Integrating a Gaussian
So how do we compute an average value of Gaussian in a range?
There is good news and bad news. 🙂
Good news are – this is very well studied, we just need to integrate a Gaussian and we can just use the error function. The bad news… it doesn’t have any nice and closed formula; even in numpy/scipy environment it is treated as a “special” function. (In practice those are often computed by a set of approximations / tables followed by Newton-Raphson or similar corrections to get to desired precision.)
We just evaluate this integral at pixel extent endpoints, and subtract them and divide it by two.
The formula for a Gaussian integral “corrected” this way becomes:
def gauss_small_sigma(x: np.ndarray, sigma: float): p1 = scipy.special.erf((x-0.5)/sigma*np.sqrt(0.5)) p2 = scipy.special.erf((x+0.5)/sigma*np.sqrt(0.5)) return (p2-p1)/2.0
Is it a big difference? For small sigmas, definitely! For the sigma of 0.4, it becomes [0.1056, 0.7888, 0.1056] instead of [0.0404, 0.9192, 0.0404]!
We can see how good is this value representing the average on the plots:
When we renormalize the coefficients, we get this huge difference.
The difference is also (hopefully) visible with the naked eye:
Verifying the model and some precomputed values
To verify the model, I also plotted a continuous Gaussian frequency response (which is super usefully also a Gaussian, but with an inverse sigma!) and compared it to two small sigma filters, 0.4 and 0.6:
The difference is dramatic for the sigma of 0.4, and much smaller (but definitely still visible; underestimating “real” sigma) for 0.6.
How does it fare in 2D? Luckily, with error function, we can still use a product of two error functions (separability!).

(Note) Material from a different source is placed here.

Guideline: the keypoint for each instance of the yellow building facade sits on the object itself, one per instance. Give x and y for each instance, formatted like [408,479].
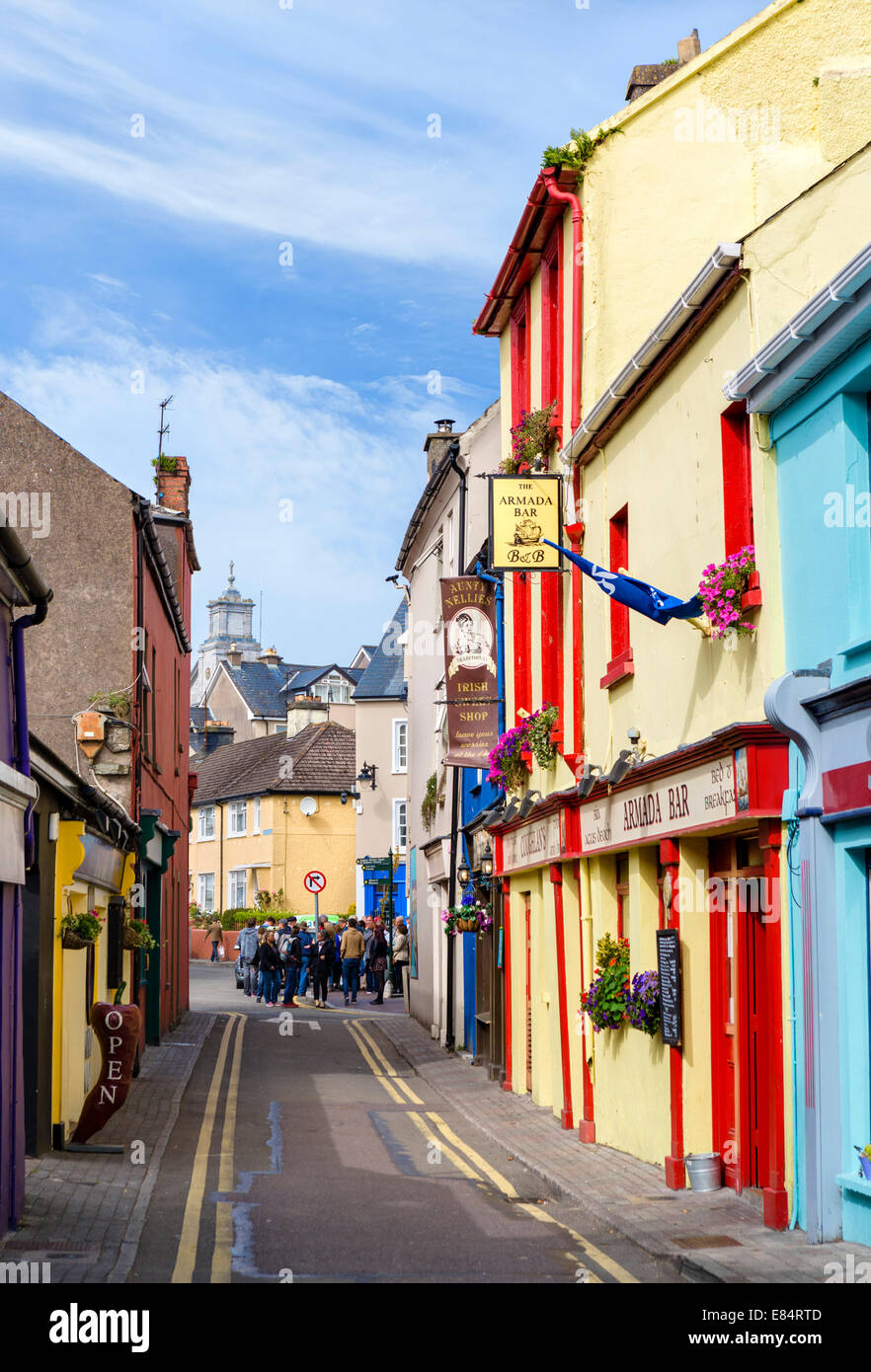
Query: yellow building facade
[630,301]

However, I expected that it won’t be radially symmetric and fully isotropic anymore (we are integrating its response with rectangles), but luckily, it’s actually not bad and way better than undersampled Gaussian:
Plot shows that the integrated Gaussian has very nicely radially symmetric frequency response until we start getting close to Nyquist and very high frequencies (which is expected) – looks reasonable to me, unlike the undersampled Gaussian which suffers from both this problem, diamond-like response in lower frequencies, and being overall far away in the response shape/magnitude from the continuous one.
Finally, I have tabulated some small sigma Gaussian values (for quickly plugging those in if you don’t have time to compute). Here’s a quick cheat sheet:
|Sigma||Undersampled||Integral||Mean relative error|
|0.2||[0., 1., 0.]||[0.0062, 0.9876, 0.0062]||67%|
|0.3||[0.0038, 0.9923, 0.0038]||[0.0478, 0.9044, 0.0478]||65%|
|0.4||[0.0404, 0.9192, 0.0404]||[0.1056, 0.7888, 0.1056]||47%|
|0.5||[0.1065, 0.787, 0.1065]||[0.1577, 0.6845, 0.1577]||27%|
|0.6||[0.1664, 0.6672, 0.1664]||[0.1986, 0.6028, 0.1986]||14%|
|0.7||[0.2095, 0.5811, 0.2095]||[0.2288, 0.5424, 0.2288]||8%|
|0.8||[0.239, 0.522, 0.239]||[0.2508, 0.4983, 0.2508]||5%|
|0.9||[0.2595, 0.481, 0.2595]||[0.267, 0.466, 0.267]||3%|
|1.0||[0.2741, 0.4519, 0.2741]||[0.279, 0.442, 0.279]||2%|
To conclude this part, my recommendation is to always consider the integral if you want to use any sigmas below 0.7.
And for a further exercise for the reader, you can think of how this would change under some different reconstruction function (hint: it becomes a weighted integral, or an integral of convolution; for the box / nearest neighbor, the convolution is with a rectangular function).